Melodrama Weakens Film On Embattled Urban Teacher
NEW YORK
High school science teacher Trevor Garfield has a problem at the beginning of "One Eight Seven," the new movie about inner-city education.
His classroom talents have earned respect from his peers and his better-motivated pupils. But the corridors of his Brooklyn school don't exactly ring with civilized values, and failing a hostile student can be as dangerous as dissing a stranger in a dark alley. Trevor learns this the hard way, suffering a near-fatal attack from a "gangbanger" with a chip on his shoulder and a tenpenny nail in his fist.
Trevor recovers from his wounds, moves his life and work to the other side of the country, and dips back into teaching as a substitute in the Los Angeles schools. But adversity recurs. Surly students take a dislike to him on Day 1, and a dispute over a stolen watch makes the toughest troublemaker into his mortal enemy. His only friends are a computer teacher as threatened as he is, and a history teacher whose moral sense was burned out years ago.
Trevor remembers when he was idealistic, optimistic, and ethical to a fault. Can he recapture those days amid the chaos and confusion that a major American city has the audacity to call an educational system? Or does a job in the jungle require an adjustment in one's personal and professional morality?
Those are the big questions raised in "One Eight Seven" - the police code for homicide, written "187" in the movie ads - by director Kevin Reynolds and screenwriter Scott Yagemann, who taught in L.A.'s public schools for seven years before penning this script. They pull no punches in depicting the darkest sides of today's urban and educational environments, and their sympathy with embattled teachers will please many education-minded people.
The picture would be more persuasive if it didn't use over-the-top melodrama to illustrate its points, however.
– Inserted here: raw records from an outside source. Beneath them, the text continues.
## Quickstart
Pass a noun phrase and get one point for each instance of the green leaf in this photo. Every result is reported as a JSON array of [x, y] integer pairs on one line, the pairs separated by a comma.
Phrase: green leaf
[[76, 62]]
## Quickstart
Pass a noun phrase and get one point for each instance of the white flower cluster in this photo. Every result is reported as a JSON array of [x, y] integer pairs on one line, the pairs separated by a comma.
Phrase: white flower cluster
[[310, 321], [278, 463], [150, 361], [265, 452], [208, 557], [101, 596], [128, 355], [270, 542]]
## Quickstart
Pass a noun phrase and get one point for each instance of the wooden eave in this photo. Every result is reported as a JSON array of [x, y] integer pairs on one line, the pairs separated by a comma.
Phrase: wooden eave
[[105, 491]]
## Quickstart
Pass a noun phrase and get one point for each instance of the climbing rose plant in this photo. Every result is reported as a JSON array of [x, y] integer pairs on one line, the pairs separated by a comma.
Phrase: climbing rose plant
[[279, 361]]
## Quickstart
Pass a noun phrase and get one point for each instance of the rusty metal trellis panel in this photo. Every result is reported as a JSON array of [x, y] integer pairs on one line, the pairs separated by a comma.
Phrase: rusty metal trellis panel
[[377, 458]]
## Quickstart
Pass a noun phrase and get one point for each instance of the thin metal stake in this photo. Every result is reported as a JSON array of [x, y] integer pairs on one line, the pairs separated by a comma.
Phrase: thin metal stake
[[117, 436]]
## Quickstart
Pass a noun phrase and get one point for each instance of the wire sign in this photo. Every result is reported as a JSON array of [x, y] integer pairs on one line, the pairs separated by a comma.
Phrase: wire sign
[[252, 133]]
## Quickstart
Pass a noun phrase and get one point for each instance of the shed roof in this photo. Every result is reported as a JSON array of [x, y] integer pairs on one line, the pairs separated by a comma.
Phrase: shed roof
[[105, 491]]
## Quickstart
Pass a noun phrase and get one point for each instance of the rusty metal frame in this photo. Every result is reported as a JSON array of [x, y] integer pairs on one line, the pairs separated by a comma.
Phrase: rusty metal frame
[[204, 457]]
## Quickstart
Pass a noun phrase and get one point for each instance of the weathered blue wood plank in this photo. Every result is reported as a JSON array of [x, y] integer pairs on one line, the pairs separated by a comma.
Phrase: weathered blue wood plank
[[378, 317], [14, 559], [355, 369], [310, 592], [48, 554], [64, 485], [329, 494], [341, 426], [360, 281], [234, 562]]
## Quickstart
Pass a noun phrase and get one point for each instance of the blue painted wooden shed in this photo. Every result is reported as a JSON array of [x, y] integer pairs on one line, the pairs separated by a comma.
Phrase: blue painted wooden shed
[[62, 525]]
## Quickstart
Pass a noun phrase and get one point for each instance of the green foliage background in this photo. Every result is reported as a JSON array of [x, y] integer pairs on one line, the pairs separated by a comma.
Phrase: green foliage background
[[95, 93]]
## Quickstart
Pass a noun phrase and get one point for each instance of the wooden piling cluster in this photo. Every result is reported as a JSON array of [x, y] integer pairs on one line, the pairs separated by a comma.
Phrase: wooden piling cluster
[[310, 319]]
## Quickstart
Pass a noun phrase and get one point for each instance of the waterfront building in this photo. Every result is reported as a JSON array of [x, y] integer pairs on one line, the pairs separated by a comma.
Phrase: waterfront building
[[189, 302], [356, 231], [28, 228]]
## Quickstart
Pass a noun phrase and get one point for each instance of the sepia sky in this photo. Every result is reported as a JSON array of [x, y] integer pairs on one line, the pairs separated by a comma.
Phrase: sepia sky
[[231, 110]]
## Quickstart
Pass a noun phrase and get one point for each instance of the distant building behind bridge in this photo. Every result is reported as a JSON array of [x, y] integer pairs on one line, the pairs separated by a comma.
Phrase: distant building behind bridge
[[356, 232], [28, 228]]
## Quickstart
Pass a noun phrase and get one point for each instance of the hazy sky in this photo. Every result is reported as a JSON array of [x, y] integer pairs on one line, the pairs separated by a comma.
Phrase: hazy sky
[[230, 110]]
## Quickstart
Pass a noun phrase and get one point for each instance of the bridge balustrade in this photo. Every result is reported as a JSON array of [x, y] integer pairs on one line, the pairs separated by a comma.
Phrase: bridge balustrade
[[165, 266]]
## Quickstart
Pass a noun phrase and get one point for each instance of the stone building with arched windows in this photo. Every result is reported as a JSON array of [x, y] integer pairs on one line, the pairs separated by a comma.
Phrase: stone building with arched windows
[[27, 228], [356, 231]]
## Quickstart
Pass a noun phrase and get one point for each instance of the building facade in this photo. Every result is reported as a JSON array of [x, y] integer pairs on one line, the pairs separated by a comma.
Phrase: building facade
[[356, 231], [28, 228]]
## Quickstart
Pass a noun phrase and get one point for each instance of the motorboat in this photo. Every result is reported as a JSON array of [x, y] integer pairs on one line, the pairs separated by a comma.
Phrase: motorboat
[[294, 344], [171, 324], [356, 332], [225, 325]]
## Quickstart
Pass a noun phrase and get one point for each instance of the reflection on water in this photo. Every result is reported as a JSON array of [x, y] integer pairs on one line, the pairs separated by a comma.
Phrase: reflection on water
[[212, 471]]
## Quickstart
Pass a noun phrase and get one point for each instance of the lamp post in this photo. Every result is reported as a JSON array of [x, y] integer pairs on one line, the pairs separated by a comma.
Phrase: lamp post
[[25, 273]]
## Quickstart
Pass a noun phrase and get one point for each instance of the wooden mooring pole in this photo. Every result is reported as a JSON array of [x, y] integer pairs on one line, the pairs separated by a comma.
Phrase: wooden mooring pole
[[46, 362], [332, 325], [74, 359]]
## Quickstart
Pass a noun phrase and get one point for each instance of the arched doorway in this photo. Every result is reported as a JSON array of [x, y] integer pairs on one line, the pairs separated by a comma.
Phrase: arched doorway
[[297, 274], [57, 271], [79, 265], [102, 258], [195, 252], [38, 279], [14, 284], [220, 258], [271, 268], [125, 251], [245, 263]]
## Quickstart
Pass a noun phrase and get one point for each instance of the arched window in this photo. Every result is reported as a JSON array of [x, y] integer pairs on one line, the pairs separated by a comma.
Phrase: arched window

Some scenes pour on so much terror and destructiveness that one suspects the filmmakers are less interested in outlining a social problem than in stirring up our vengeful instincts, so we'll be primed to cheer when the mayhem-filled climax finally arrives.
Worse, the film strongly suggests that vigilante violence - cloaked as "taking personal responsibility" instead of "being a victim" - may have a part to play in returning law and order to the schoolroom. The movie hedges its bets by taking an ambivalent, sometimes murky stance toward the plot's take-charge hero. Still, this aspect of the story will repel viewers who feel the most likely effect of violence is to beget more of the same, simply prolonging a (literally) vicious circle.
Samuel L. Jackson gives a powerful performance as Trevor, lending three-dimensional life to a character who might have seemed schematic and even self-contradictory in less able hands. As a bonus, the nuanced acting of this gifted African-American star helps soften the movie's discomfiting racial undertones, which arise from its harsh portrayal of intolerably decayed ghettos swarming with dysfunctional members of racial and ethnic minorities.
John Heard and Kelly Rowan are also fine as the history and computer teachers. Reynolds keeps the action moving at an energetic pace, although his visual style often sweats and strains surprisingly hard for such a relatively straightforward story; the editing is punchy and the camera is forever turning, craning, revolving, and otherwise knocking itself out.
Ericson Core did the colorful cinematography, and music supervisor Chris Douridas assembled the eclectic soundtrack songs, which range from hip-hop to strains of an Indian sitar that seems to have wandered in from some other movie.
* 'One Eight Seven' has an R rating. It contains menacing suspense and hard-hitting violence as well as foul language and brief nudity.